In a long-fought-for victory for area residents, the state has denied an application to expand a rubble landfill in Gambrills, noting the business' bad performance in the past and the community's concerns.

The Maryland Department of the Environment issued the decision Monday to deny James E. Cunningham, owner of Cunningham Excavating and Cunningham Asphalt, the state refuse disposal permit for the landfill near Capital Raceway.

During a five-month process, the MDE reviewed the large amount of written and oral comments and the "extensive history of non-compliance" at the site to reach its decision.

Residents near the proposed site had been fighting the move because they felt it would threaten their health.

"We are thrilled with the MDE decision, that they decided to safeguard the health and safety of thousands of residents in West County," said Elise G. Rand, a member of the Greater Gambrills Citizens Pollution Task Force. "This is really a victory for the future of our community, especially for the children who live here."

Cunningham was out of town and could not be reached for comment on the decision.

His lawyer, Michael R. Roblyer, said yesterday that his client will appeal the decision.

The proposed location is next to Cunningham's closed rubble landfill, a disposal facility for nonhazardous solid waste. During the MDE inspection last year, three illegal dump sites on the landfill property were discovered. Material including old tires and auto parts were among the debris near the Patuxent River. In January, the state ordered him to clean up these sites.

The MDE also confirmed at least five "orders for operation" without a permit, some dating back to the 1980s.

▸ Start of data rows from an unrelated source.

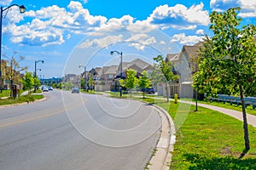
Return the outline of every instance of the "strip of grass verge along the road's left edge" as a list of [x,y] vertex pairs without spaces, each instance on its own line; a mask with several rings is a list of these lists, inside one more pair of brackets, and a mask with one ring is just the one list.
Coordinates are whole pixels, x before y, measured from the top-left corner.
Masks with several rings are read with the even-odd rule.
[[29,103],[33,102],[37,99],[43,99],[44,95],[22,95],[19,98],[8,98],[8,99],[0,99],[0,105],[13,105],[20,103]]

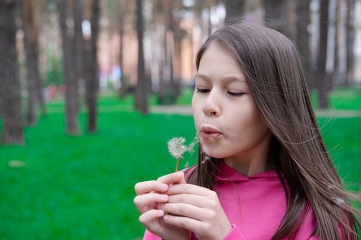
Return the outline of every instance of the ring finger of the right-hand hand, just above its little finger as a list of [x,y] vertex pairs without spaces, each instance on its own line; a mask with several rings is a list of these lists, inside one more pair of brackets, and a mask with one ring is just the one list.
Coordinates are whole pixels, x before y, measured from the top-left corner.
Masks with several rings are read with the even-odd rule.
[[172,215],[190,217],[197,220],[211,219],[213,211],[207,208],[199,208],[190,204],[158,204],[158,208]]

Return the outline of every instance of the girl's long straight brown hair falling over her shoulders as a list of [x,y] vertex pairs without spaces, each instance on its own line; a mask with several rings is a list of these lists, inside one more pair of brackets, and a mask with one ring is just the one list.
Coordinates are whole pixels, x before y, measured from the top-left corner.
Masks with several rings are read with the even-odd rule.
[[[291,41],[273,29],[247,23],[224,25],[199,49],[196,66],[211,43],[228,51],[243,71],[254,101],[270,128],[268,163],[280,178],[287,195],[287,210],[272,240],[292,237],[303,221],[305,209],[314,210],[322,240],[358,239],[356,215],[360,215],[342,186],[309,100],[298,53]],[[201,151],[197,169],[187,182],[215,189],[215,173],[221,159]]]

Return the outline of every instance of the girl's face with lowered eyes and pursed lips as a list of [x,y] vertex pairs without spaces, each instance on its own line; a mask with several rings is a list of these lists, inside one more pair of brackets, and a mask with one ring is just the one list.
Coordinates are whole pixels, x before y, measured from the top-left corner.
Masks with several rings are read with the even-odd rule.
[[[204,152],[214,158],[252,160],[267,154],[270,130],[237,60],[212,43],[199,62],[192,100]],[[226,160],[226,159],[225,159]]]

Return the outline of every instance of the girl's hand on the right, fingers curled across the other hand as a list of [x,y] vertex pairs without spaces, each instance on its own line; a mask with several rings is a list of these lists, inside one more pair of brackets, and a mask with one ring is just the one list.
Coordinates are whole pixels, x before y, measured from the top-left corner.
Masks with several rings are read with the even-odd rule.
[[217,193],[193,184],[177,184],[169,187],[167,203],[158,205],[166,213],[162,217],[167,224],[186,228],[198,239],[223,239],[232,229],[224,213]]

"This department has invested great effort in the past to force the applicant to bring his facility into compliance," said Richard Collins, director of the MDE's Waste Management Administration. "A disregard for the need to comply with Maryland's environmental laws continues to the present, which is unacceptable."

Norman Myers, who lives within 1,500 feet of the proposed site, said yesterday he didn't want the landfill near his neighborhood because he has three children and five grandchildren who live in the area, and he's concerned for their health.

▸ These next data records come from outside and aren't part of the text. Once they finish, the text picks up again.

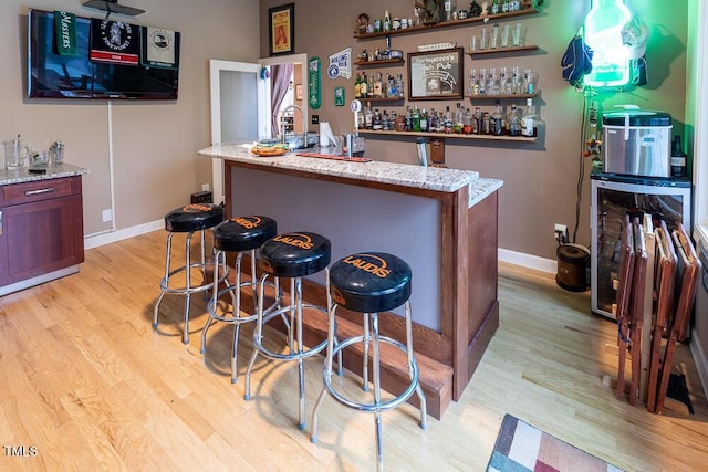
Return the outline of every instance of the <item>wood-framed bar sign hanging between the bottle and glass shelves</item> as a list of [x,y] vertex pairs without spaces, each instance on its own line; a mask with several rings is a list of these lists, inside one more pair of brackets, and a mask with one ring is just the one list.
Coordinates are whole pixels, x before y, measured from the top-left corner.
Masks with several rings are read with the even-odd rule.
[[462,99],[464,48],[408,53],[408,99]]

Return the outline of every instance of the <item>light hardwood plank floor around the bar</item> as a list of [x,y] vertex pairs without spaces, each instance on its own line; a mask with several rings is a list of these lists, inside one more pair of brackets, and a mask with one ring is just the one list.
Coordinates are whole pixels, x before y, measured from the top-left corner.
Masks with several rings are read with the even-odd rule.
[[[310,418],[298,430],[294,365],[260,360],[244,401],[250,331],[232,385],[230,328],[215,326],[199,354],[201,297],[189,345],[178,297],[152,328],[164,248],[156,231],[92,249],[79,274],[0,297],[0,470],[375,470],[372,415],[327,398],[319,443]],[[482,471],[504,413],[629,471],[705,470],[708,407],[687,346],[677,361],[696,413],[631,407],[603,382],[616,373],[616,328],[590,314],[589,293],[500,272],[500,327],[461,400],[425,431],[412,406],[384,415],[387,470]],[[310,416],[320,358],[305,367]]]

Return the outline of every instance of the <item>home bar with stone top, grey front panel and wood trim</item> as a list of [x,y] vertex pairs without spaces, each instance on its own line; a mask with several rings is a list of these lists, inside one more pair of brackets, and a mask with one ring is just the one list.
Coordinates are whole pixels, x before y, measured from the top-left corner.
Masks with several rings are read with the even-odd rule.
[[[497,193],[502,182],[475,171],[377,160],[294,153],[259,157],[236,144],[199,155],[223,160],[227,217],[263,214],[278,222],[280,233],[320,233],[332,242],[332,262],[379,251],[410,265],[414,349],[428,412],[439,419],[462,395],[499,326]],[[305,282],[308,301],[325,306],[324,272]],[[340,337],[362,323],[361,314],[345,310],[337,311],[337,319]],[[382,314],[379,323],[382,334],[405,339],[397,311]],[[309,326],[311,340],[326,335],[323,324]],[[387,365],[386,355],[383,386],[399,391],[407,381],[405,366]],[[348,356],[344,363],[361,371],[361,358]]]

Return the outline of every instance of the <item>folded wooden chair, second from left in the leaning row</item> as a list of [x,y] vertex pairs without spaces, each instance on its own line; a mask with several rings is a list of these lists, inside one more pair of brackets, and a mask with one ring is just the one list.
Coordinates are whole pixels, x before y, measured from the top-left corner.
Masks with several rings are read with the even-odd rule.
[[629,357],[632,358],[632,378],[629,379],[629,405],[637,403],[639,377],[642,374],[642,328],[644,325],[644,292],[646,284],[647,250],[644,227],[638,218],[634,219],[634,274],[629,300]]

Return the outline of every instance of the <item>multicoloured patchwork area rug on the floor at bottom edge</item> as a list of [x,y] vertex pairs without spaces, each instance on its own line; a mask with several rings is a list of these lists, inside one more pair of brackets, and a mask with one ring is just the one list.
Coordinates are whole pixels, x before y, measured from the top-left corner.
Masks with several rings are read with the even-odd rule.
[[487,472],[623,472],[511,415],[504,416]]

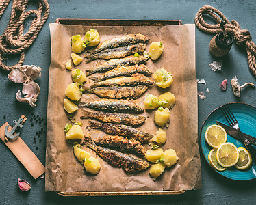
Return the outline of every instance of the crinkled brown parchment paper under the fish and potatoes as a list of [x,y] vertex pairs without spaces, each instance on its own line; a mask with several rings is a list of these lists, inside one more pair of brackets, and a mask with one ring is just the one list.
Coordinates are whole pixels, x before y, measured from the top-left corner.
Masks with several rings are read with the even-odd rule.
[[[71,71],[65,69],[66,61],[71,59],[71,36],[84,35],[92,27],[78,25],[50,24],[51,29],[51,66],[49,68],[49,98],[47,111],[47,153],[46,153],[46,191],[162,191],[191,190],[201,188],[201,167],[197,133],[197,89],[195,70],[195,33],[194,25],[164,27],[94,27],[101,36],[101,42],[126,33],[142,33],[153,41],[164,44],[164,52],[157,61],[146,62],[153,72],[164,67],[172,72],[173,83],[167,89],[151,85],[146,94],[159,96],[164,92],[175,94],[176,103],[170,110],[170,126],[164,128],[167,141],[163,150],[173,148],[179,161],[171,168],[166,168],[162,176],[154,182],[149,176],[149,169],[138,174],[127,174],[123,169],[114,168],[99,157],[101,171],[96,176],[86,173],[83,166],[75,159],[72,144],[65,138],[64,126],[68,120],[63,109],[64,91],[72,82]],[[149,44],[147,50],[149,49]],[[84,57],[84,52],[80,54]],[[99,62],[98,62],[99,63]],[[97,61],[80,68],[92,68]],[[151,77],[152,78],[152,77]],[[86,85],[92,81],[88,79]],[[143,94],[138,101],[144,105]],[[94,94],[83,94],[81,101],[99,99]],[[153,122],[155,111],[146,111],[147,118],[138,130],[155,135],[159,129]],[[83,122],[84,132],[88,120],[80,120],[81,109],[75,113],[77,120]],[[105,135],[101,131],[91,130],[92,138]],[[145,145],[146,150],[150,147]],[[84,146],[84,149],[97,154]]]

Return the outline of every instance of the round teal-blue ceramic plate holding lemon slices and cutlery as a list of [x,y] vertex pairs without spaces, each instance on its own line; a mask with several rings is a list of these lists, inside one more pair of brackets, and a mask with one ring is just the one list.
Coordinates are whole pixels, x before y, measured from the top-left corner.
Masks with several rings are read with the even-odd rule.
[[[229,105],[229,109],[232,111],[233,115],[238,120],[240,130],[243,133],[256,137],[256,107],[253,107],[248,104],[240,103],[240,102],[229,103],[227,105]],[[216,124],[215,120],[218,120],[219,122],[227,124],[227,121],[224,115],[220,111],[220,107],[218,107],[217,109],[212,111],[212,113],[209,114],[209,116],[206,118],[201,128],[201,134],[200,134],[201,150],[208,164],[209,164],[208,154],[209,154],[209,151],[212,150],[212,147],[210,147],[205,141],[205,131],[208,126],[212,124]],[[227,142],[231,142],[237,147],[244,147],[244,144],[241,141],[238,141],[237,139],[231,137],[230,135],[227,135]],[[214,168],[212,167],[212,169]],[[216,169],[214,170],[218,172]],[[218,172],[218,174],[225,176],[227,178],[230,178],[232,180],[240,180],[240,181],[252,180],[256,178],[256,165],[255,163],[253,163],[253,167],[246,169],[244,171],[235,169],[235,167],[228,167],[225,171]]]

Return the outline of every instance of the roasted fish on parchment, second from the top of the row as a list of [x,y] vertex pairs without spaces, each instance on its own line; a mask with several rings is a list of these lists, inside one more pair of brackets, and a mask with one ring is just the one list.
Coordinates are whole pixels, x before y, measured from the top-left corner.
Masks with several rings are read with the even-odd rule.
[[121,58],[133,53],[142,53],[146,49],[146,44],[134,44],[125,47],[117,47],[114,49],[107,49],[95,54],[86,54],[85,57],[88,58],[86,62],[90,62],[94,59],[112,59]]

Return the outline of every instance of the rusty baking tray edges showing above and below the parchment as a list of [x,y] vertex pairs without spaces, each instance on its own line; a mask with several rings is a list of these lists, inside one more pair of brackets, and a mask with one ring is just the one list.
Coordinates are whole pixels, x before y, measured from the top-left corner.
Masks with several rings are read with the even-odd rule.
[[[90,26],[166,26],[182,25],[181,20],[124,20],[124,19],[68,19],[57,18],[55,23],[65,25],[90,25]],[[57,192],[62,196],[121,196],[121,195],[179,195],[179,191],[86,191],[86,192]]]

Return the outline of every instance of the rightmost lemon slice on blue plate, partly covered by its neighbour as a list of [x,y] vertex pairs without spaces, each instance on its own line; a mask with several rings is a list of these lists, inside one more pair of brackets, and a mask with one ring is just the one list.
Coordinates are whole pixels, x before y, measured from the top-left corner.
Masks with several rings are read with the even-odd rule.
[[252,164],[252,158],[251,154],[243,147],[238,148],[239,152],[239,159],[238,163],[236,163],[235,168],[244,170],[248,169],[248,167],[251,167]]

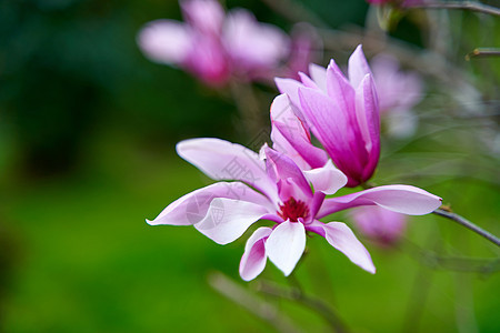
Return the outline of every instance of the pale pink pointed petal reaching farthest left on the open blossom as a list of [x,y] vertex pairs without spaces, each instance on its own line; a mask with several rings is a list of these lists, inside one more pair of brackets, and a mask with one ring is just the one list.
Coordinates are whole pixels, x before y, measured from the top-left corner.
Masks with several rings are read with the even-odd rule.
[[272,210],[273,205],[269,200],[240,182],[219,182],[206,188],[188,193],[169,204],[154,220],[149,221],[150,225],[191,225],[200,222],[206,215],[210,203],[216,198],[228,198],[244,200],[267,206]]

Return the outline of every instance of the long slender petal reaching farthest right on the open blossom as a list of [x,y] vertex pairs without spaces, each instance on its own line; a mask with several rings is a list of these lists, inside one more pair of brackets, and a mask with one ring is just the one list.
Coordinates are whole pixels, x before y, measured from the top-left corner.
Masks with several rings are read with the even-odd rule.
[[393,212],[423,215],[441,205],[441,198],[410,185],[386,185],[324,200],[318,219],[360,205],[379,205]]

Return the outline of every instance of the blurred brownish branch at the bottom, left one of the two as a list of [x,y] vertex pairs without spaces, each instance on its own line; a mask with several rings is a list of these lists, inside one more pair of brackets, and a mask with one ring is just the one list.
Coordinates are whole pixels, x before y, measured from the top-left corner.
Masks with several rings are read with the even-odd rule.
[[208,282],[220,294],[268,322],[278,332],[300,332],[297,330],[297,325],[288,316],[280,313],[274,305],[258,299],[224,274],[211,273],[208,276]]

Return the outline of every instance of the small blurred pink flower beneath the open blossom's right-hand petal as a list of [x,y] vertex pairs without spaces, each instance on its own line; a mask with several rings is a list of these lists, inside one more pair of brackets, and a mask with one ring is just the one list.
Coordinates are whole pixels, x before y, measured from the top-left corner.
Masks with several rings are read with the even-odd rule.
[[381,245],[399,241],[407,229],[407,216],[380,206],[362,206],[352,210],[357,229]]

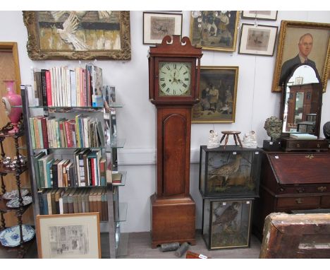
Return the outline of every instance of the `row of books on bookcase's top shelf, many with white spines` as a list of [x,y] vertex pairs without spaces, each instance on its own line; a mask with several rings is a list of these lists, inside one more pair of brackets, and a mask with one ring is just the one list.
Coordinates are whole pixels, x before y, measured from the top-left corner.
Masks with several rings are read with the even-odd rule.
[[74,69],[32,69],[31,106],[102,107],[102,69],[92,64]]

He called the site a "disaster area" because it was too close to a school, church and park, where many area children play.

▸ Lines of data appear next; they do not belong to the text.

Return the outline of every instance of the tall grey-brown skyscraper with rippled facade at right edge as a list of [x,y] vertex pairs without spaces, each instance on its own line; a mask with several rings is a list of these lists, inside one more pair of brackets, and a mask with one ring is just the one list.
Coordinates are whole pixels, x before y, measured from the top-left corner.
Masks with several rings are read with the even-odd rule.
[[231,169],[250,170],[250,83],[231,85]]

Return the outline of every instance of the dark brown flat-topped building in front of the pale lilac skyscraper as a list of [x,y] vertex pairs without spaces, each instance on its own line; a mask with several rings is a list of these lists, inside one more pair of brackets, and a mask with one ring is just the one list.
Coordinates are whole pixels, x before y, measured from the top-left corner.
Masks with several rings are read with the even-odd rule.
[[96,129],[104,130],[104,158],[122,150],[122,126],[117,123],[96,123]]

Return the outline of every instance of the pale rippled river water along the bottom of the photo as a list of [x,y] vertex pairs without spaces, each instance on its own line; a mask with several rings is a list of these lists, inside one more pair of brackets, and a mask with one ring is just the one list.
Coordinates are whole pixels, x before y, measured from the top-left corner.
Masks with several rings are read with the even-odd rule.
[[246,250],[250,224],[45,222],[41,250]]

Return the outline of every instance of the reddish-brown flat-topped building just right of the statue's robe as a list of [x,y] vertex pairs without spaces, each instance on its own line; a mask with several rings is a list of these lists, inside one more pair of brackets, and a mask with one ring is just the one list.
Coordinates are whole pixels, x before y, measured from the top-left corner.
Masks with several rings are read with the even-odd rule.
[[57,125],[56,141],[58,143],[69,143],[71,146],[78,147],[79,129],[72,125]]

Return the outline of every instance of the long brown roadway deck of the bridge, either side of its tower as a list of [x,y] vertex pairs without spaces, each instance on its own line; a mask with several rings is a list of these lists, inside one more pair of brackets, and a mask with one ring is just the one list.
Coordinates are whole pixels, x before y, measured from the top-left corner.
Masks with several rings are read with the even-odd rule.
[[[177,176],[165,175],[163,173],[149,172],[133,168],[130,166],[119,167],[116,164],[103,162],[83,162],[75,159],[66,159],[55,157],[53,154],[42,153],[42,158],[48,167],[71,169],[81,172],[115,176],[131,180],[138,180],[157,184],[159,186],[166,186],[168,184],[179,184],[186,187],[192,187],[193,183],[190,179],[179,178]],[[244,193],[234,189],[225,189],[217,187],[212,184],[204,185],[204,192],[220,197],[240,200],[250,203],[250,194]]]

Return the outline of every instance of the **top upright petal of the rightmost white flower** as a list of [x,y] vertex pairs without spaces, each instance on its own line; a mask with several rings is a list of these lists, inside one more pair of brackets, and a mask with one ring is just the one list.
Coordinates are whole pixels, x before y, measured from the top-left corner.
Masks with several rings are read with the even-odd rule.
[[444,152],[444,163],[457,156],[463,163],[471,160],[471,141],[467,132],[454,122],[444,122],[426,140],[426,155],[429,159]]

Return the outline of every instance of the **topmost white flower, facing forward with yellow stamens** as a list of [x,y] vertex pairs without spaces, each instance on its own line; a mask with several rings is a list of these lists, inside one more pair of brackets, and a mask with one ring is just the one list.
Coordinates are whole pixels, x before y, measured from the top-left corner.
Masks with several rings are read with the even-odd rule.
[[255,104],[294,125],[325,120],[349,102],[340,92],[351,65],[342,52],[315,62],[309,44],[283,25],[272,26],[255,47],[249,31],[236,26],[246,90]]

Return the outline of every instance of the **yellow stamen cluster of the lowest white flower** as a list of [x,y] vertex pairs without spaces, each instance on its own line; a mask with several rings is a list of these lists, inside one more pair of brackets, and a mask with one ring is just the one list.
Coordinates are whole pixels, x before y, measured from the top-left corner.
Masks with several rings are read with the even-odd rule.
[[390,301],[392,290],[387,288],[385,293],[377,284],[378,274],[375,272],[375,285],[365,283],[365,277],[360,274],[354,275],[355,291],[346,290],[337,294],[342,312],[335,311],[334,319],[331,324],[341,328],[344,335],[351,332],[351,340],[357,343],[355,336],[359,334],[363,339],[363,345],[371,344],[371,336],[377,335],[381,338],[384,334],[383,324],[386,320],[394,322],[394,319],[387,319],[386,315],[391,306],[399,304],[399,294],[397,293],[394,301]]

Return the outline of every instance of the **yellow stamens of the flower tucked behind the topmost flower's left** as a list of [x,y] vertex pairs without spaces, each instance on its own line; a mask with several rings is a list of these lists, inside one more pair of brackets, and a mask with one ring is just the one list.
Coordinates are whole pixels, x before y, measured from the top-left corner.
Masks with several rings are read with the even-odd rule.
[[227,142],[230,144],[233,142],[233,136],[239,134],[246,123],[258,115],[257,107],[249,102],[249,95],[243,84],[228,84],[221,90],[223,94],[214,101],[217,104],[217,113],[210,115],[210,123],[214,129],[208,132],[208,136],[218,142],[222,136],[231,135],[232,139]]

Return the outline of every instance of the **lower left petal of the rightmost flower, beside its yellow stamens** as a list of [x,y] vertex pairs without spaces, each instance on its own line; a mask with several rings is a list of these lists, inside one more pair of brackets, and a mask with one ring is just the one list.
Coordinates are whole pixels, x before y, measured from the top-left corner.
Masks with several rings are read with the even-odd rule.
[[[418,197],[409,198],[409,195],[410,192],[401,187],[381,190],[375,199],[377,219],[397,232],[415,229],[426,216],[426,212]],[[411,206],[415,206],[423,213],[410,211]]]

"It's the wrong place and the wrong time at this point," he said.

During the application review process, the MDE held a public meeting in December 1999 and a public hearing in February. About 500 residents attended the last meeting, Rand said.

She said the residents gathered hundreds of signatures on petitions against the landfill, and many wrote letters to the MDE.

"It really strikes at the heart of this community," she said. "This is a quality of life issue for people living here," she said.

She said the residents will continue to fight the proposal through the appeals process.

"We stand firm in our opposition to the landfill," she said. "That won't change."